Hi Linda no im in Australia don't have that ability unfortunately so I've been looking into using my super as that is a way to cover it apparently if you get a letter from a specialist you can apply for using your super here where are you from and are u able to use sickness benefits
Thanks I'll take a look 👀
Hi Wayne,
Sorry, didn't realise you are from Australia. Have you been able to get a letter from a specialist? I live in Northern Ireland and as I'm retired there was no sickness benefits for me. 😢 Hope you get something sorted 🤞
Wow, you're well up on these!! Option B sounds great, 90 minutes - I was 9.5 hours in surgery!
How are you keeping now?
Linda
Not yet I was meant to have surgery in January but I put it off to try conservative approach which worked for about two months now gone from bad to worse we moved interstate during that time so now I'm just waiting to see another surgeon I tried acupuncture last week which did nothing 😞 Do you know anyone that's had it and worked ? They tried to tell me they have had heaps of people with this problem that they have helped think they were pulling my leg 😂 How is Ireland sad to here the news coming from the UK again
Had the decreasing nerve pain on the front of my thighs (connected to L2/L3 so it was expected) for four weeks. At eight weeks, doc gave me clearance to resume PT and exercise program from last year's knee replacement. I had zero stenosis pain from the moment I woke up so this was GREAT!!!! Starting to work my legs and strengthening my core again...finally...

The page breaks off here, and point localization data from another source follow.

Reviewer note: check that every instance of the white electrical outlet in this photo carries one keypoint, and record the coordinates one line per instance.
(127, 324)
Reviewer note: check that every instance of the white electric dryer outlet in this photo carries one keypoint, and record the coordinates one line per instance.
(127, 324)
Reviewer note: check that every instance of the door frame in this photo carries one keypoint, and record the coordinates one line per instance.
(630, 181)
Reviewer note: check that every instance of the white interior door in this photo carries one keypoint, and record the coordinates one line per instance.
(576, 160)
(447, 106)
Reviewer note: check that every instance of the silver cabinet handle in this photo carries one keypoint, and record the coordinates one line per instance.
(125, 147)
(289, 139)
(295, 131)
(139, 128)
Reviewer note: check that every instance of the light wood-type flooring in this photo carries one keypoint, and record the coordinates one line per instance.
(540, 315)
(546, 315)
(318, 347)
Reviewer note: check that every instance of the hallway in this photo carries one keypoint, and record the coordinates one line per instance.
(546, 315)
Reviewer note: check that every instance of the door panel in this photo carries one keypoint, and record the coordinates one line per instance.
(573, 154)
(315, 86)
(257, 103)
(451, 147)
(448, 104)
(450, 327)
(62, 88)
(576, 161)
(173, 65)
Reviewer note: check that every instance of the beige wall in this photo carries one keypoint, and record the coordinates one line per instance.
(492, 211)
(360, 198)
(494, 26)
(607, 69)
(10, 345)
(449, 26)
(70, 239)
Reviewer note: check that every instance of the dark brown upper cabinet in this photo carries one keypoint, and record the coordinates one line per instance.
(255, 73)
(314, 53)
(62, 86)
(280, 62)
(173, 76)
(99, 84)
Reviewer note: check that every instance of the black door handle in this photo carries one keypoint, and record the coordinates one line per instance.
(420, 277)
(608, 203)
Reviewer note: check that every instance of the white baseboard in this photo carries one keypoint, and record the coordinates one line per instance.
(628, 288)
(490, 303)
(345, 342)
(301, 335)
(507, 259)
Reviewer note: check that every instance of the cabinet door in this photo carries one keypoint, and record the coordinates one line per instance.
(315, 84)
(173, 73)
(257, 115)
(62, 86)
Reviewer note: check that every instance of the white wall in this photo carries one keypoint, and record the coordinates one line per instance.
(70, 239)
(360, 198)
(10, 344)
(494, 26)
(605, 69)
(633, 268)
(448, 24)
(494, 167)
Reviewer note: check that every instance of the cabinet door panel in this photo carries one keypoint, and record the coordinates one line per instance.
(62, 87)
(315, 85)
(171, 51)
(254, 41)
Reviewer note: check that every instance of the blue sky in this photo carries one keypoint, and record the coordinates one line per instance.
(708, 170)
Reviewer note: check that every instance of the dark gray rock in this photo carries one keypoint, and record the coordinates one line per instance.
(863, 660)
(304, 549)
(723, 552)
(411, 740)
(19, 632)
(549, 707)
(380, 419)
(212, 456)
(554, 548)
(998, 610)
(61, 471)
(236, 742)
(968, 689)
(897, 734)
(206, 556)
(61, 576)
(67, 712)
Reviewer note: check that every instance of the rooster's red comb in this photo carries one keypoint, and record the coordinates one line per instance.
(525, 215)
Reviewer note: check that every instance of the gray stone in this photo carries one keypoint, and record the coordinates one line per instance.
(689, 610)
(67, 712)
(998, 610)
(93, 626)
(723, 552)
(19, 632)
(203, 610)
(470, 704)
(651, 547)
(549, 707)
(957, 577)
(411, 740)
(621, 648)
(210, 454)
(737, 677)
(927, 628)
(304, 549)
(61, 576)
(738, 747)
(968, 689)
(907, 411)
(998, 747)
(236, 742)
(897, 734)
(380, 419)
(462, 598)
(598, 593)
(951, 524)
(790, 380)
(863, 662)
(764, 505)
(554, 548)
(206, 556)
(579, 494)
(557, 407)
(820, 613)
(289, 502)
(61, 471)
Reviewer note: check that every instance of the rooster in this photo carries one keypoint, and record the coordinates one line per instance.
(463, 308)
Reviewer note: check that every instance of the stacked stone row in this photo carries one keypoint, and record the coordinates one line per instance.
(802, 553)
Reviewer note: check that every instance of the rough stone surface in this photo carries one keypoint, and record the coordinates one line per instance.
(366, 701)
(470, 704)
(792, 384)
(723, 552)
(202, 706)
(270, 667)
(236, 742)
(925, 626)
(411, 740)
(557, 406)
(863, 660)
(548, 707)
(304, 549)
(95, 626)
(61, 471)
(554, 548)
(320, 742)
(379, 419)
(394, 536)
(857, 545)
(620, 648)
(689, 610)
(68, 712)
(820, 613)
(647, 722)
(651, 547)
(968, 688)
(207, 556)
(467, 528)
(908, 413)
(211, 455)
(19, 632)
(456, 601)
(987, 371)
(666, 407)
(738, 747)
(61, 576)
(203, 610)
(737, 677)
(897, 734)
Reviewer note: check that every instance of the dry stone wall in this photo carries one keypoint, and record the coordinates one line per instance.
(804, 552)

Docs can now do this for one- and two-level fusions IF your neuro uses this procedure. If not, ask him/her why not. Then get a second opinion from someone who does and compare the responses. Remember I also have a four-level TLIF fusion (L3 - S1) because my lower back was a "junkyard" (doc's word...not mine...); this technique works for the smaller ones IF it's the right procedure to fix YOUR problem. Just putting out an option. Do your research...ask the right question ("You want to do a TLIF. Why won't an LLIF work for me?". Why go through all that pain and rehab if there's a faster, simpler procedure that will fix you? Just sayin'...

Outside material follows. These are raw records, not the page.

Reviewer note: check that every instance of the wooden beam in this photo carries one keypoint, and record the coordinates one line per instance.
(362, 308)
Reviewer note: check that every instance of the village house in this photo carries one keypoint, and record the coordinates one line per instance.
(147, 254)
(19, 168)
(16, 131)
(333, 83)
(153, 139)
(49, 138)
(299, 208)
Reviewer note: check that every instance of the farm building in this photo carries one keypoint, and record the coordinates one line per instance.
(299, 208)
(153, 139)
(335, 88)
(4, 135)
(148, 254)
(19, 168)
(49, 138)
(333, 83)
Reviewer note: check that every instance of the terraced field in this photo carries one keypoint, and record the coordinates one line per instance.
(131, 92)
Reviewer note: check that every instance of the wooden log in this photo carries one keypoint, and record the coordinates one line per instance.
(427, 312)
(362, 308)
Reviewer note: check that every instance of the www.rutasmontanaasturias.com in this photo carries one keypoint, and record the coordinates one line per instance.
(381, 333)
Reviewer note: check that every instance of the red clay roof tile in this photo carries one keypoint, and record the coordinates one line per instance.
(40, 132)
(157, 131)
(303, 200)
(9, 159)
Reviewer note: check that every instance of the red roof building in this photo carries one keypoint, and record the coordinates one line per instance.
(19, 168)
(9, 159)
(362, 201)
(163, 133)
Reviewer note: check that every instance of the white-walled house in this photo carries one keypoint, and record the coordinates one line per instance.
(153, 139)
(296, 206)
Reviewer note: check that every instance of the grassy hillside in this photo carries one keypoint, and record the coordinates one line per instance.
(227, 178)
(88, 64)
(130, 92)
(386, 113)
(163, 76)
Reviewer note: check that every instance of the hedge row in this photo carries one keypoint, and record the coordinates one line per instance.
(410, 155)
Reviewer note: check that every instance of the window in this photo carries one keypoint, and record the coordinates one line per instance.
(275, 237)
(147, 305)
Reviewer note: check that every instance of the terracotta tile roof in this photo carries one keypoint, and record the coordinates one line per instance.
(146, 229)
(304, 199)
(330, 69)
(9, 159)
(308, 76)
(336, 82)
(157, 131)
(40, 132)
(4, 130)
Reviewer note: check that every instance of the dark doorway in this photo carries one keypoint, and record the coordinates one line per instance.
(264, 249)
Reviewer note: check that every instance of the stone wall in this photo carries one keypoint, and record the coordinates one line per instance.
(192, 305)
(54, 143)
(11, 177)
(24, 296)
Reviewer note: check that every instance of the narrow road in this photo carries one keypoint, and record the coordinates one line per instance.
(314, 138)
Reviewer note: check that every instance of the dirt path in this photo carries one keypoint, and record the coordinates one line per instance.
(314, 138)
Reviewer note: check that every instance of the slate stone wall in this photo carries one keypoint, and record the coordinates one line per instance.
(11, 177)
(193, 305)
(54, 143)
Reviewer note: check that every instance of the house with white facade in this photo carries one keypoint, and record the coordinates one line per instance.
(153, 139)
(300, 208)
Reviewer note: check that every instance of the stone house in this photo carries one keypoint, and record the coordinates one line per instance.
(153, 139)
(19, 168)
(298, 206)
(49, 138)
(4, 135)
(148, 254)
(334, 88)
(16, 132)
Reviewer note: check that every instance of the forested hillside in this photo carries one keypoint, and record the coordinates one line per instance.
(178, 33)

I just had to put these drugs into an interaction checker... Looks like the typical list of two or more together will make you sleepier (duh...) while the only major interaction is between morphine and alcohol. A BIG no-no...

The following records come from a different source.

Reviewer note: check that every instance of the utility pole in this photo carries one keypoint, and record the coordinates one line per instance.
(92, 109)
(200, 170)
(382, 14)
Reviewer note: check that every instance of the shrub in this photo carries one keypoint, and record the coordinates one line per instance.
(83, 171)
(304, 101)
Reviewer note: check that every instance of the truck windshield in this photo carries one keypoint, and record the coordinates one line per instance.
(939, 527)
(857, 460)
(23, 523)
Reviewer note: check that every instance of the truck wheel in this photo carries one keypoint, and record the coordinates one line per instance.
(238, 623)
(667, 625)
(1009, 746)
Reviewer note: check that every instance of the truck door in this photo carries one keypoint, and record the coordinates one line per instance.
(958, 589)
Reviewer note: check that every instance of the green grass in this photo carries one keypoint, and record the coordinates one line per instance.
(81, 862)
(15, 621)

No alcohol at all huge no no the patch and the targin are not to be taken together only for last resort if pain is not under control I've been put on targin which was only working for a couple of hrs than he put me on the patch to try it does work but it only dulls the pain I personally hate taking any of these medications at only 38 surely they must take a toll on you body but until something is done what do you do catch 22 I suppose and I get drug tested at work you should see the faces on the security guards that don't know I'm taking the drugs when they see the results 😂
Awkward question mate do you know anyone with this back problem that has down stairs issues with it not working, is it normal it's starting to worry me, doctor doesn't seem to have an answer was hoping someone here had similar problems and answers
I'm not a doc but...
The pudendal nerve is the one that matters for "downstairs" and I believe that it emanates from L5/S1 or S1/S2. Any disc problems there could impact it. Gotta do more research...
Wayne...screw the security guards and, yes, the drugs take a toll. My daughter at 26 had an L1 compression fracture plus micro-fractures of her sacrum. She started on Vicodin (hydrocodone) and the pain never went away. Found out two years later that her coccyx (tailbone) was completely shattered. (ACSM- and ACE-certified personal trainer doing 310-pound squats when she slipped and fell on her tailbone...the weight hit her back...5' 2", 120-pounds of pure power...not a bodybuilder...just a trainer.)
Anyway, her being on Vicodin for over two years started to rot her teeth...not good. Also tough to give up the pills when you're on them that long...lots of withdrawal symptoms. You have to get this fixed and get off the drugs...not good long-term.